Please, St. Dismas. Please don’t let this happen. I can’t lose her. I can’t lose Gracie.
    She pressed a hand to her stomach as it pitched, launching a surge of bile into her throat. “Oh, God.”
    Bolting up from the settee, she raced through the buttery and down the service hallway to the little bathroom off the laundry room, hunched over the water closet, and emptied her stomach. She flushed, rinsed out her mouth, and surveyed herself in the toilet glass. Her face was waxen, her eyes panicky. She whipped the absurd bathing cap off her head, and with palsied hands smoothed down her hair, plaited into a single, still damp, rusty brown braid.
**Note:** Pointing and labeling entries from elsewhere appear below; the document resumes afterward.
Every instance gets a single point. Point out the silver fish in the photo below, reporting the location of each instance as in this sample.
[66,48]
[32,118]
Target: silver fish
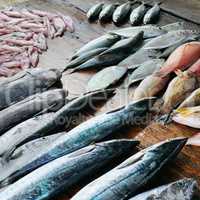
[127,178]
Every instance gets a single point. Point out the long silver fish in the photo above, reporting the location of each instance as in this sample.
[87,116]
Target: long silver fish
[64,172]
[126,179]
[184,189]
[88,132]
[26,83]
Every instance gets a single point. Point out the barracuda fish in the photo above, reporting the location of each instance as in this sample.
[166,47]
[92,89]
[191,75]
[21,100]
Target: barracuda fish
[127,178]
[137,14]
[150,31]
[93,12]
[184,189]
[26,83]
[105,78]
[63,172]
[47,124]
[152,15]
[114,55]
[13,115]
[145,69]
[85,57]
[93,130]
[104,41]
[171,38]
[107,12]
[121,13]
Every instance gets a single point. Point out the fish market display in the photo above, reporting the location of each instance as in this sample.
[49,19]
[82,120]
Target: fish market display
[105,78]
[93,12]
[15,89]
[47,124]
[184,189]
[23,36]
[137,14]
[152,15]
[127,178]
[113,55]
[145,69]
[27,108]
[92,130]
[61,173]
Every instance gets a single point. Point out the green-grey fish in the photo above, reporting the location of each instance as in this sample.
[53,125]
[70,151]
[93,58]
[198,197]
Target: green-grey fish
[94,11]
[60,174]
[114,55]
[184,189]
[106,78]
[84,57]
[152,15]
[145,69]
[126,179]
[107,12]
[137,14]
[150,31]
[121,13]
[101,42]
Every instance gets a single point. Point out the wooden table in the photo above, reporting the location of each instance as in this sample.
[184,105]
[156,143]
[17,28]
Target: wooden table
[188,162]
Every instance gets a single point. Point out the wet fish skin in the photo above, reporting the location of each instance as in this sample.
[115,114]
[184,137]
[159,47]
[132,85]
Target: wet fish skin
[107,12]
[152,14]
[104,41]
[121,13]
[62,173]
[11,116]
[92,130]
[105,78]
[94,11]
[137,14]
[183,189]
[84,57]
[127,178]
[145,69]
[15,89]
[114,55]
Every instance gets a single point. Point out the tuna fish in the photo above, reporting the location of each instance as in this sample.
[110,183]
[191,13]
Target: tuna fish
[63,172]
[126,179]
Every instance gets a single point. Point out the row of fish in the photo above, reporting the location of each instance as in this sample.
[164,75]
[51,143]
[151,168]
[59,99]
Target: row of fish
[120,13]
[23,37]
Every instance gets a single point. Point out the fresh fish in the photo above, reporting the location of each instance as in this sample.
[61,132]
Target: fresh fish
[107,12]
[88,132]
[121,13]
[150,86]
[137,14]
[174,26]
[184,189]
[47,124]
[178,90]
[114,55]
[189,116]
[63,172]
[106,78]
[15,89]
[171,38]
[94,12]
[152,15]
[104,41]
[85,57]
[181,58]
[13,115]
[150,31]
[145,69]
[126,179]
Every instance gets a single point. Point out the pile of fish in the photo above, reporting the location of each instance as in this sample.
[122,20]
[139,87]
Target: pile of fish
[121,13]
[23,36]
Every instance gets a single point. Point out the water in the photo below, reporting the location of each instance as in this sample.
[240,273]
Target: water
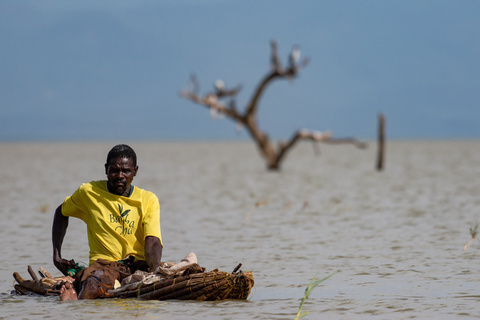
[397,236]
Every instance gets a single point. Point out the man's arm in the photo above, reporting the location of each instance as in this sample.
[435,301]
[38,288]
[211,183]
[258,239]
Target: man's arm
[59,229]
[153,252]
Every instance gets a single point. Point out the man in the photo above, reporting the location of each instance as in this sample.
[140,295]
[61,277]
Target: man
[123,226]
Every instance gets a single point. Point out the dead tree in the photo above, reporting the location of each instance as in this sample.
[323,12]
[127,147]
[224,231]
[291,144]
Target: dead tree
[272,154]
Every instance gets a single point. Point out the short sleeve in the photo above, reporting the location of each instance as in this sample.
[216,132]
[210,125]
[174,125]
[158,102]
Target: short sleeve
[73,206]
[151,221]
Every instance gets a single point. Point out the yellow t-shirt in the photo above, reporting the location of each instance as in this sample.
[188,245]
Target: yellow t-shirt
[116,225]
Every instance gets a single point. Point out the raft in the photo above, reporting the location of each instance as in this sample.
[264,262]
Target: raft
[192,284]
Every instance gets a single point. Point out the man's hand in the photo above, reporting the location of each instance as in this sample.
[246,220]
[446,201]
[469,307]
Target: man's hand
[64,265]
[153,252]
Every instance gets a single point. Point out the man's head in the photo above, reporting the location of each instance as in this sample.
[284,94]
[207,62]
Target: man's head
[120,168]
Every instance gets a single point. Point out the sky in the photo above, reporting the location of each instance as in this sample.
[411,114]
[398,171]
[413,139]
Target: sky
[113,69]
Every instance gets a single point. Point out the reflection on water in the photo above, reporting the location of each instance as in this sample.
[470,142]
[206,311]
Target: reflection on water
[395,236]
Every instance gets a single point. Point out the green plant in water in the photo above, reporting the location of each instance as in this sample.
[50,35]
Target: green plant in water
[313,283]
[473,233]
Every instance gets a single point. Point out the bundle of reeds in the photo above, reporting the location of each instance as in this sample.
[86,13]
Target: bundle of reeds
[193,284]
[46,285]
[212,285]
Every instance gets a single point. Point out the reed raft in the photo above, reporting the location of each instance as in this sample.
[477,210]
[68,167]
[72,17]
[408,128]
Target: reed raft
[193,284]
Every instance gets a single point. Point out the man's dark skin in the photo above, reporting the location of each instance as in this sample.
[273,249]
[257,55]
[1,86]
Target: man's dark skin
[120,173]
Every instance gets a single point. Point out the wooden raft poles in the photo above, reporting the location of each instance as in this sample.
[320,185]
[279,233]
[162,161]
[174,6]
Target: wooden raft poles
[46,285]
[194,284]
[212,285]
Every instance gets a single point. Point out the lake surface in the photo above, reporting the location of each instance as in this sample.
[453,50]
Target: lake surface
[395,236]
    “God, help me,” she whispered, and walked back to the great hall on legs that felt as if they were made of India rubber.
    Viola was sitting with the letter in her hand, watching Nell gravely; Clancy, sitting next to her, bore a similar expression. “Are you quite all right?”
    Nell nodded, although, of course, she was anything but. “It’s the heat,” she said dully as she wiped her forehead with the back of her arm. “This blasted heat.”
    “And this letter, I should think. From your reaction... It’s true, I take it.”
    Nell sank to her knees in front of Viola, her strength utterly sapped by the double volley of bad news in such a brief period of time. “I’m sorry, Mrs. Hewitt,” she said in a watery voice. “I’m sorry. I... I never meant to deceive you. That is, I never wanted to. I hated it, I always hated it. But I just... I knew I couldn’t be Gracie’s governess if I was married, especially to a... to someone like Duncan.”
    “Does Will know?” Viola asked. All she knew about Nell and Will was that they’d developed a friendship based on common interests, not the least of which was Gracie. When people had started whispering about the amount of time they were spending together, they pretended to be engaged in order to protect Nell’s reputation.